We sang this, loudly, hoping the bears would be swayed by at least one of the religious references, hoping the heat wouldn't conquer us. 

I remembered before that, in NYC, 1995, taking over the city streets with our bodies as part of the Dyke March that Pride Week. Many bore their breasts in protest to new laws prohibiting breasts being visible. My small and mighty friend, Jen Marguiles, took her boots and tromped on the orange mesh fence, holding her hand up in a firm STOP to the cops trying to stare her down. We all fell as one to the ground to become immoveable, and thousands of us took the streets that day. 

This walk, though brief, opened up the possibility that maybe, even if I judge myself as not being worthy, not doing enough, not having an authentic voice or one worth listening to, maybe instead of that crap, I can see that I have been walking for a long long time. Maybe this walk on Saturday, this epic trek of EQAT, is part of this long walk we are all on. As a strategic expression of a sustained campaign, it is brilliant and full of life and Spirit. And as the walk that is part of all our walks, marches, sit-ins, resistance in the ordinary and extraordinary to tyranny and soul death, this walk is a call to all of us to take up our good comfy shoes, strap them on, and get moving in the direction of justice-love.

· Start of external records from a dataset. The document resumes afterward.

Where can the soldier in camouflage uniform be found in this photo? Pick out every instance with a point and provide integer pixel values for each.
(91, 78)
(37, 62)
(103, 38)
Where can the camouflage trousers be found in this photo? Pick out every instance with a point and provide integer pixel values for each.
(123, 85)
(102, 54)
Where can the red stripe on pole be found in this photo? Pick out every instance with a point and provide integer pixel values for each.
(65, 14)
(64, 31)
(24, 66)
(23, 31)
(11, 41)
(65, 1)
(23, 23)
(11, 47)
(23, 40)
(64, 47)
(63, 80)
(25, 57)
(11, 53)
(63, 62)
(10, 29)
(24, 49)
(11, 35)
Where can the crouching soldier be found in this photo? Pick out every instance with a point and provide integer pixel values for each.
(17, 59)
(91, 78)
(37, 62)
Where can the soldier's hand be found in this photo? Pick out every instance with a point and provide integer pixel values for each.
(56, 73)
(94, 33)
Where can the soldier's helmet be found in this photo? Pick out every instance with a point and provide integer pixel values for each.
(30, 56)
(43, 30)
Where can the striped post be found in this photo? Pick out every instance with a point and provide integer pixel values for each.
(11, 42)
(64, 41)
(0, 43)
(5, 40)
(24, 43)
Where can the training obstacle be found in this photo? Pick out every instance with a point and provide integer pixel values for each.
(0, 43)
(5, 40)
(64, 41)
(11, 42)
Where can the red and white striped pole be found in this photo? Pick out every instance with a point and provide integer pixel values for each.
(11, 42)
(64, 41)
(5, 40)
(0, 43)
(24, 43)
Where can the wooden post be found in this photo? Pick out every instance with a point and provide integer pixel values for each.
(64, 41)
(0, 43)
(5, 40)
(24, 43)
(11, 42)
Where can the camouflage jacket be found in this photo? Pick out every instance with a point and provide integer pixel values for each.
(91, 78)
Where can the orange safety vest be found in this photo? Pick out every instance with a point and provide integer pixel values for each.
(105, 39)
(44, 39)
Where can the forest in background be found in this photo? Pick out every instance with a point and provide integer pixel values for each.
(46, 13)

I have been told that sacred music is always being chanted or sung around the world at every moment of the day. Monks, nuns, priests,and others take up the holy in their voices across the world. This has comforted and awed me. Perhaps it is time to believe that also there is a walk for justice, a work of strategic resistance, happening at all times around the world. Perhaps it is time to walk the talk, and walk the walk.


  1. Thanks Victoria. The walk was only possible because of circle after circle of support from people like you. We are so grateful!

  2. Thank you Victoria for your love, organizing power, and your beautiful and feisty spirit! Wish we could have walked together with our babes...maybe next time! ;-)

  3. Thanks for a great post! Yes, "that crap" can get in the way of us feeling our power. I don't know if I told you that some of the people you initially reached out to helped us greatly!